While this will be a feature of the political discourse over the course of the year, there has been interesting activity in the past week with regards to the expropriation bill. The deadline for the ad hoc committee amending Section 25 of the constitution to allow for expropriation without compensation is this week.
An original amendment bill made provision for the courts to determine the amount of compensation to be paid, including nil compensation. The ANC has proposed that the courts only be involved if there is a dispute between the state and the owner of the expropriated property, while the Economic Freedom Front has proposed no involvement of the courts.
With regards to the future security of land and property rights, it’s an amendment that will be closely watched. Whatever choice is made will have a significant bearing on the investment case for South Africa.

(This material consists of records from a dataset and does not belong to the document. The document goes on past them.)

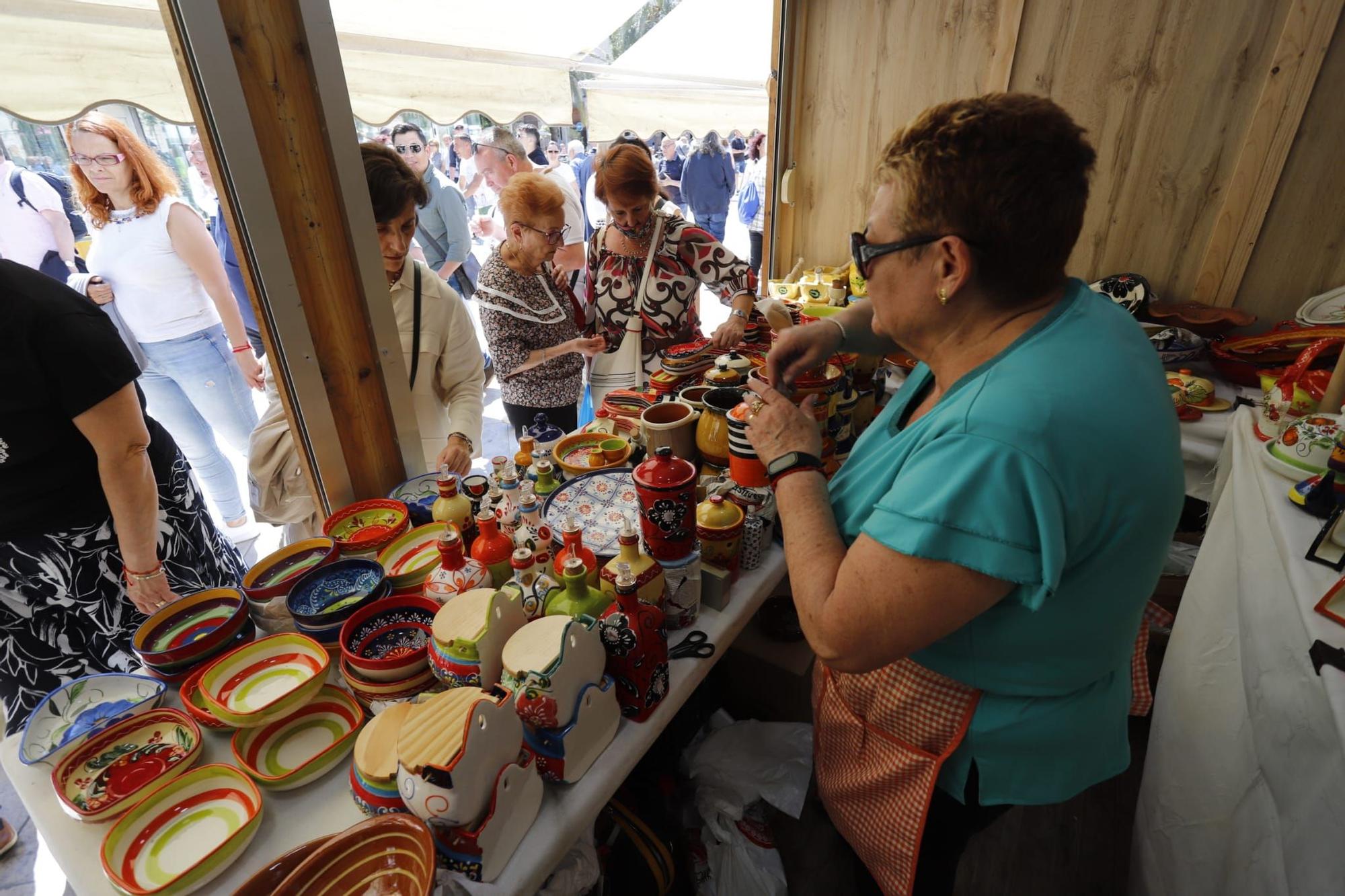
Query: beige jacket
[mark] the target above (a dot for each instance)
(451, 378)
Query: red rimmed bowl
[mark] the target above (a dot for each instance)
(387, 641)
(368, 525)
(192, 627)
(274, 575)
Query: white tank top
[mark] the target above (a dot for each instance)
(157, 292)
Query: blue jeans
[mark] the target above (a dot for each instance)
(712, 224)
(196, 389)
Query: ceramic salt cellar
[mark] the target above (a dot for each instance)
(637, 649)
(457, 572)
(649, 573)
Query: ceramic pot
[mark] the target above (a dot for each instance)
(666, 489)
(670, 424)
(712, 432)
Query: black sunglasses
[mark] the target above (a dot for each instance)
(864, 252)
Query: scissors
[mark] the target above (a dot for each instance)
(697, 646)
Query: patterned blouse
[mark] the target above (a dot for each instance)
(523, 314)
(687, 259)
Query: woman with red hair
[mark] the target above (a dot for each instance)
(158, 261)
(645, 270)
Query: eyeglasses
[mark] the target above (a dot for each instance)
(107, 161)
(864, 252)
(553, 237)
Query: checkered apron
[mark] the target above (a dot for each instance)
(880, 740)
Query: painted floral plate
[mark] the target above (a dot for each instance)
(81, 708)
(112, 771)
(602, 501)
(184, 834)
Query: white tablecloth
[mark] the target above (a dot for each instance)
(1245, 779)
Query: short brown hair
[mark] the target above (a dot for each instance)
(626, 171)
(1008, 173)
(531, 194)
(392, 184)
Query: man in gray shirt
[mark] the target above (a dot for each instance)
(442, 228)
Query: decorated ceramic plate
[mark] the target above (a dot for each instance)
(182, 836)
(81, 708)
(303, 747)
(112, 771)
(602, 501)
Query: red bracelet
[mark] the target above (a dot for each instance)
(775, 481)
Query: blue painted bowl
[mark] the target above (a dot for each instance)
(334, 592)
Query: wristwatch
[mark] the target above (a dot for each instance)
(792, 460)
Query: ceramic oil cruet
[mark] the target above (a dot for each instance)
(649, 572)
(574, 537)
(455, 572)
(493, 548)
(576, 598)
(637, 649)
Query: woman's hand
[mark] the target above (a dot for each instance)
(730, 333)
(457, 455)
(801, 349)
(777, 427)
(153, 595)
(252, 369)
(100, 292)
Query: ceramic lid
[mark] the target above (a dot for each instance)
(718, 513)
(664, 471)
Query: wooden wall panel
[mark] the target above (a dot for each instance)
(1301, 248)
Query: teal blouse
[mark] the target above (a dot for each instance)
(1056, 466)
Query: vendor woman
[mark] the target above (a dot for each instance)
(973, 579)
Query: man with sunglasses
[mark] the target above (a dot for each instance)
(442, 229)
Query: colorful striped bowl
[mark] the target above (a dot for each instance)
(184, 834)
(112, 771)
(189, 628)
(302, 747)
(266, 680)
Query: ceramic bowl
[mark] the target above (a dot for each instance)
(194, 704)
(368, 526)
(302, 747)
(114, 770)
(272, 576)
(264, 883)
(192, 627)
(184, 834)
(266, 680)
(334, 592)
(84, 706)
(384, 854)
(387, 641)
(410, 560)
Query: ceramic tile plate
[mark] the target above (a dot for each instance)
(184, 834)
(112, 771)
(81, 708)
(602, 502)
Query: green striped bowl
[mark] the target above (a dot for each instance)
(184, 834)
(303, 747)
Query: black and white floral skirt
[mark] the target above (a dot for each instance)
(64, 604)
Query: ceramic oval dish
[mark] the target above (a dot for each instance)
(112, 771)
(84, 706)
(266, 680)
(182, 836)
(302, 747)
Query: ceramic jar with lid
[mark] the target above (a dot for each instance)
(666, 489)
(719, 525)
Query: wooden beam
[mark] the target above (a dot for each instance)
(1309, 26)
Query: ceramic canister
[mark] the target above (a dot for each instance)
(666, 489)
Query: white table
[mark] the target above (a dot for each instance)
(1246, 764)
(325, 806)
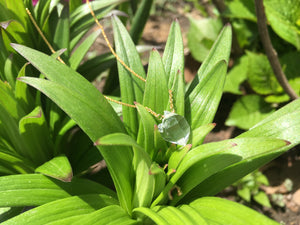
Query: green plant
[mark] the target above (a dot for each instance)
(252, 76)
(249, 186)
(36, 136)
(134, 150)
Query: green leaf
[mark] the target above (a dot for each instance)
(244, 193)
(88, 108)
(9, 102)
(59, 167)
(63, 209)
(218, 161)
(108, 215)
(131, 87)
(144, 181)
(82, 49)
(9, 212)
(33, 129)
(260, 74)
(283, 124)
(202, 103)
(220, 51)
(248, 111)
(61, 36)
(37, 189)
(201, 162)
(95, 66)
(222, 211)
(156, 95)
(284, 19)
(262, 198)
(173, 60)
(201, 36)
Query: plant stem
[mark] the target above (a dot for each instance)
(270, 51)
(221, 7)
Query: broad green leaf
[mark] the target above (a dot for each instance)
(178, 216)
(152, 215)
(248, 111)
(79, 98)
(283, 124)
(241, 9)
(117, 158)
(144, 181)
(34, 130)
(60, 210)
(249, 151)
(201, 36)
(156, 95)
(95, 66)
(222, 211)
(200, 163)
(37, 189)
(59, 167)
(9, 212)
(260, 74)
(108, 215)
(202, 103)
(79, 53)
(262, 198)
(236, 76)
(173, 60)
(220, 51)
(284, 19)
(132, 88)
(14, 162)
(244, 193)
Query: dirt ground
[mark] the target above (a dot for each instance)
(286, 166)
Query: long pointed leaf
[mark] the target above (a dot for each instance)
(203, 102)
(88, 108)
(132, 88)
(37, 189)
(60, 210)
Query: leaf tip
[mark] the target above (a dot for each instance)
(96, 143)
(233, 144)
(287, 142)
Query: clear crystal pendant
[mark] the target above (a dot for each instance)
(174, 128)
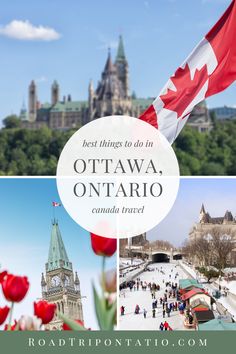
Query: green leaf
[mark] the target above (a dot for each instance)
(105, 315)
(72, 324)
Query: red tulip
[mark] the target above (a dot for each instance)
(4, 311)
(103, 246)
(14, 287)
(44, 310)
(65, 327)
(12, 328)
(2, 276)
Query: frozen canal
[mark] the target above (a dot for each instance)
(129, 299)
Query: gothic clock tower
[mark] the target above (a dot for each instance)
(60, 285)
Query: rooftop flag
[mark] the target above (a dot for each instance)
(55, 204)
(209, 69)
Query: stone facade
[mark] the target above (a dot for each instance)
(206, 223)
(59, 284)
(110, 97)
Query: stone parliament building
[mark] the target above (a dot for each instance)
(206, 223)
(110, 97)
(60, 285)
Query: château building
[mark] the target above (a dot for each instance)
(110, 97)
(60, 285)
(206, 223)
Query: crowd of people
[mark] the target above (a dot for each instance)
(165, 304)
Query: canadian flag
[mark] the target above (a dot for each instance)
(55, 204)
(209, 69)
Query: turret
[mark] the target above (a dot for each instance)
(32, 101)
(55, 93)
(43, 284)
(77, 282)
(23, 113)
(90, 99)
(122, 67)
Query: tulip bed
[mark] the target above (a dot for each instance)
(15, 288)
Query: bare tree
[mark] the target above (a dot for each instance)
(164, 245)
(222, 242)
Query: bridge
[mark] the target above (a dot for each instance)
(155, 255)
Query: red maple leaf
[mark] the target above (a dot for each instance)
(186, 89)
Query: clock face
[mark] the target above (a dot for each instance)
(67, 280)
(56, 281)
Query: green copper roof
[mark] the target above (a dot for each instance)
(69, 106)
(57, 256)
(143, 102)
(120, 52)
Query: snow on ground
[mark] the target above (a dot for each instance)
(130, 299)
(228, 303)
(124, 262)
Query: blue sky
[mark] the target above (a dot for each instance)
(158, 35)
(26, 214)
(217, 194)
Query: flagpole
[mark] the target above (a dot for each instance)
(53, 212)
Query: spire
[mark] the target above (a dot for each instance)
(120, 52)
(202, 211)
(55, 83)
(109, 65)
(91, 86)
(77, 282)
(57, 256)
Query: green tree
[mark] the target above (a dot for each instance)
(11, 122)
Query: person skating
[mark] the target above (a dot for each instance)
(122, 310)
(144, 313)
(166, 326)
(137, 309)
(168, 311)
(163, 313)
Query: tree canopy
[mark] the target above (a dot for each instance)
(36, 152)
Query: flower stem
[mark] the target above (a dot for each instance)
(10, 316)
(103, 275)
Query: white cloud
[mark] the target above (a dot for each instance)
(41, 79)
(106, 42)
(24, 30)
(216, 1)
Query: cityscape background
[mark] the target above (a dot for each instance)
(217, 195)
(26, 218)
(71, 44)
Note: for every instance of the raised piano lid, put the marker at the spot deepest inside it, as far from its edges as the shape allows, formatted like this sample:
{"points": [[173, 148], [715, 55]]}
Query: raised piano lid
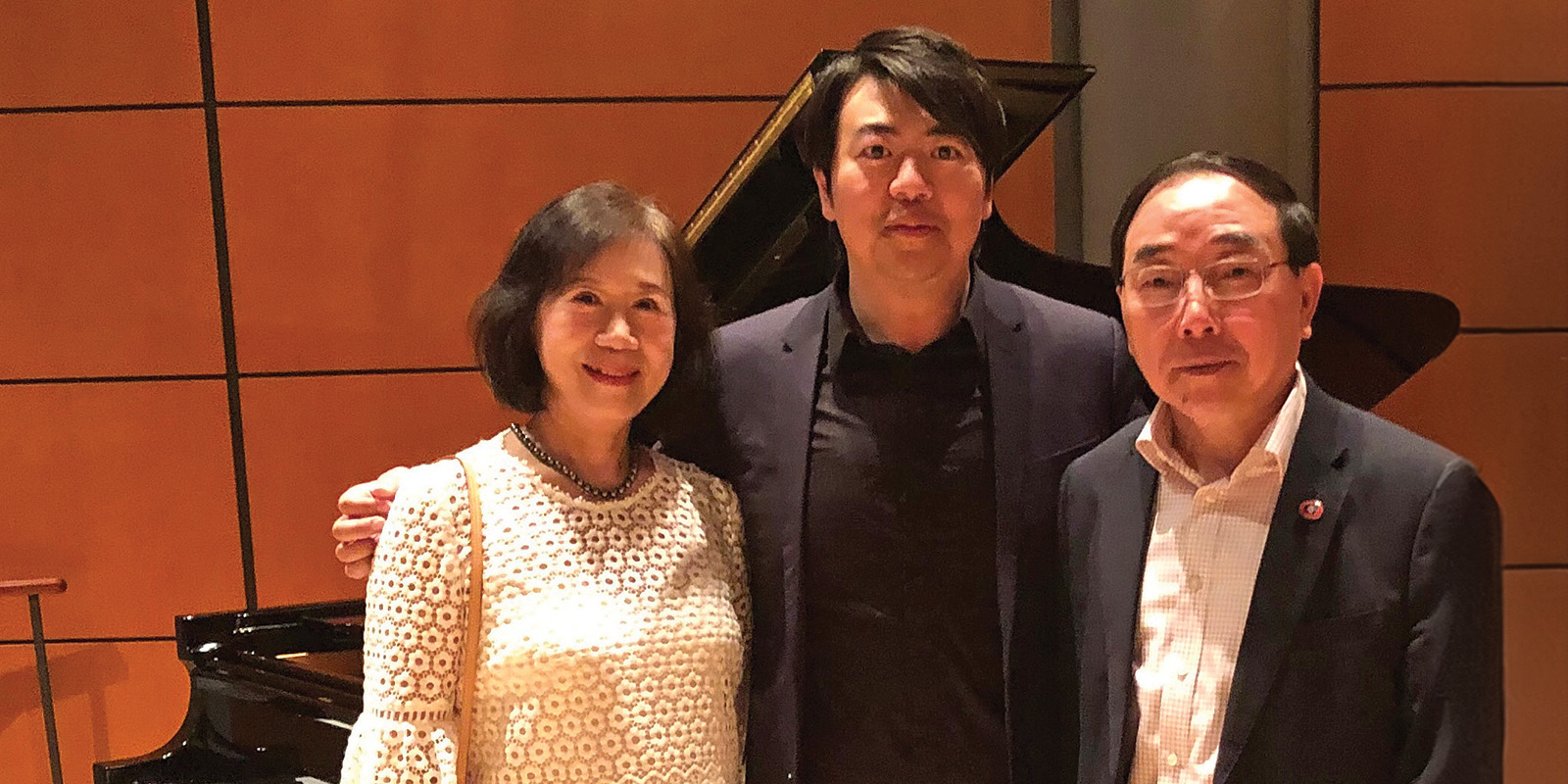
{"points": [[273, 697], [760, 240]]}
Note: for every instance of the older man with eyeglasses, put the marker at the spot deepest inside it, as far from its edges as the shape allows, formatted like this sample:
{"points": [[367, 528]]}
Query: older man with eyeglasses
{"points": [[1269, 585]]}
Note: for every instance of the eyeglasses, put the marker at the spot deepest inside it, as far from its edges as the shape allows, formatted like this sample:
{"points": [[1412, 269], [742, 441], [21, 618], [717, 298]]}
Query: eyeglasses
{"points": [[1162, 286]]}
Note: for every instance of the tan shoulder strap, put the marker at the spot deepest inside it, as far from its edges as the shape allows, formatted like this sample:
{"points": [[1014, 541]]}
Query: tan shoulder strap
{"points": [[474, 626]]}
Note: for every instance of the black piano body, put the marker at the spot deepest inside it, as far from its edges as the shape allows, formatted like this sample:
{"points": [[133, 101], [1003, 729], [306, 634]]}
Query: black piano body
{"points": [[274, 692], [273, 697]]}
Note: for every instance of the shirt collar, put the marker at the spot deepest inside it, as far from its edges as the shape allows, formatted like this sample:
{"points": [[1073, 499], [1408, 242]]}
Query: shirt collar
{"points": [[843, 321], [1270, 454]]}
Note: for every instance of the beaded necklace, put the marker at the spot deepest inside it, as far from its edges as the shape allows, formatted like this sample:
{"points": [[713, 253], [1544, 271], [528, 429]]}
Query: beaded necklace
{"points": [[571, 475]]}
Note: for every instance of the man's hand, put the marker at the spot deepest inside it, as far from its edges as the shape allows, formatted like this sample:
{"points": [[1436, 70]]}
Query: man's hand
{"points": [[363, 514]]}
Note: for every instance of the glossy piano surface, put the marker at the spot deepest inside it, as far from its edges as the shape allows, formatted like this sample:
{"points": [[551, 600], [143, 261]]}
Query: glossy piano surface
{"points": [[273, 697]]}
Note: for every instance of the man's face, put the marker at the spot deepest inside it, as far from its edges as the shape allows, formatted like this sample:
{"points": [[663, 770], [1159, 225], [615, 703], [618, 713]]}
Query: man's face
{"points": [[1203, 357], [908, 196]]}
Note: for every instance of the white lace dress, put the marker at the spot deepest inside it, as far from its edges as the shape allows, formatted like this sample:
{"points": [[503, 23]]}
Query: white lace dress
{"points": [[612, 643]]}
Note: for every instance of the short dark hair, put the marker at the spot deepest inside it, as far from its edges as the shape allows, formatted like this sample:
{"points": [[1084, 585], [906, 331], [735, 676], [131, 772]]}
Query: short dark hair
{"points": [[549, 250], [933, 70], [1298, 226]]}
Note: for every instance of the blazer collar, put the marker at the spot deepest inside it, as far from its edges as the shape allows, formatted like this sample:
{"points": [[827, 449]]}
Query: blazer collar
{"points": [[1121, 545]]}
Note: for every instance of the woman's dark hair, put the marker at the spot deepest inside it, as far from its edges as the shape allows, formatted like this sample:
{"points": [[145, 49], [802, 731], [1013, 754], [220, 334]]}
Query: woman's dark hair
{"points": [[549, 251], [1298, 226], [933, 70]]}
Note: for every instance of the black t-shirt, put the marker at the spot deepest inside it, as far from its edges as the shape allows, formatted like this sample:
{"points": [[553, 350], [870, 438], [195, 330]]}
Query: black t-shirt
{"points": [[902, 634]]}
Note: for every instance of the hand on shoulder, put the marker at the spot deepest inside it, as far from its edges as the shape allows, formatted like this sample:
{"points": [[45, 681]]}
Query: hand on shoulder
{"points": [[363, 514]]}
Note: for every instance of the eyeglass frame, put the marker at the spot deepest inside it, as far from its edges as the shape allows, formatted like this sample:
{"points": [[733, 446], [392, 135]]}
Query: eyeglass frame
{"points": [[1207, 289]]}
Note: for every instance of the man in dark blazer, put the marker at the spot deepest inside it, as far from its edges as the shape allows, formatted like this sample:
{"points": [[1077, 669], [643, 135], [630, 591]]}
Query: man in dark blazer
{"points": [[1269, 585], [896, 443]]}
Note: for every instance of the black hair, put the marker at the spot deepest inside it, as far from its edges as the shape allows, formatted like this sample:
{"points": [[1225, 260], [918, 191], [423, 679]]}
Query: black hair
{"points": [[548, 253], [1298, 226], [933, 70]]}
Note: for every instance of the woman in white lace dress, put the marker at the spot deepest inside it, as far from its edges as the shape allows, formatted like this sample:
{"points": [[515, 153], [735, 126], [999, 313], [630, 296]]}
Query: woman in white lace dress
{"points": [[615, 600]]}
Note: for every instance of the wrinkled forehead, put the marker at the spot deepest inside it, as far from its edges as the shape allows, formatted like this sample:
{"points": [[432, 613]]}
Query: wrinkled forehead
{"points": [[1203, 206]]}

It feeds into the long-term prospects of the country and the wrong step could give credence to the dire forecast from Eunomix.
That is a position that Zimbabwe reached long ago and the country’s efforts since the end of former president Robert Mugabe’s reign four years ago to claw its way back from the depths of the “failed state” perception has proven difficult. Investors remain uncertain about its land restitution process, no matter the investment friendly changes that have been promised by his successor, Emmerson Mnangagwa. For investors, land in that country remains a populist tool and as such, is susceptible to change. South Africa must never follow a similar path of perennial policy uncertainty.